During the visit of Prince Henry of Prussia in February 1903, Ridder arranged a dinner in Henry's honor. In 1908 he was appointed treasurer of the Democratic National Committee, where he insisted on campaign finance transparency, then declined his re-appointment in 1912. He was an official of several important financial institutions. He was a presidential elector in 1912.

In 1917, after his death, the U.S. declared war on Germany. In 1918 George Sylvester Viereck told federal officials that in 1915 Ridder planned a to purchase a newspaper on behalf of propaganda for the German government.

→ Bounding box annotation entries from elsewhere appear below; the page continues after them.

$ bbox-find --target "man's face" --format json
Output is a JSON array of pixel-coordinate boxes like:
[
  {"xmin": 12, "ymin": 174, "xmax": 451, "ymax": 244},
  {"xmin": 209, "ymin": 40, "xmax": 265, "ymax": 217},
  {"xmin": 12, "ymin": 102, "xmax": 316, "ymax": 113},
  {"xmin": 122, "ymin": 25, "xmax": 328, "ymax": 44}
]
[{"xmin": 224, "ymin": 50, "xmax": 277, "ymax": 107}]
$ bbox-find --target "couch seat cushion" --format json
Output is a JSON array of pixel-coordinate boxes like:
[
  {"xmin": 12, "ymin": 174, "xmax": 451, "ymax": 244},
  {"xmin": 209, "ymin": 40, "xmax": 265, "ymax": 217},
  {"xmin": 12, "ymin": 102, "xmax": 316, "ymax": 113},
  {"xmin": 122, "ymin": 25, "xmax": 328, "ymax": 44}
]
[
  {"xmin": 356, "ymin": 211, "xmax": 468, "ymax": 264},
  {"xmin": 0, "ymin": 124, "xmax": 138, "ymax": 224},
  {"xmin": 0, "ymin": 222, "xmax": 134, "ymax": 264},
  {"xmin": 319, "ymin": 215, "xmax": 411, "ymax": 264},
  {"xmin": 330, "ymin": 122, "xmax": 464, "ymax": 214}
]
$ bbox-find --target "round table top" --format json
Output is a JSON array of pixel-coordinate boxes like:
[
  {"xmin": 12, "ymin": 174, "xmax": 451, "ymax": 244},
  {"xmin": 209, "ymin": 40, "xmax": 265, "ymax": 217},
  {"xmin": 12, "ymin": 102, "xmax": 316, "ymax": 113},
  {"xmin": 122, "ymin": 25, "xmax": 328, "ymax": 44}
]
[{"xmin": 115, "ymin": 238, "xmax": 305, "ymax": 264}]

Ridder's son said he was very sick at the time and did no such planning. There was no such purchase.

He died insolvent, having lost his means with the failure of the International Typesetting Machine Company at the start of World War I. Friends and supporters of Ridder assumed the debts of his publishing enterprise, and the Staats-Zeitung continued under the joint management of his sons, Bernard H. Ridder and Victor F. Ridder, and later his grandson Robert Ridder. His company, Ridder Publications, Inc., later merged with Knight Newspapers, Inc. in 1974, and operated under the name Knight Ridder until 2006, when the company was purchased by McClatchy.

Herman Ridder Junior High School in The Bronx was named in his honor in 1931.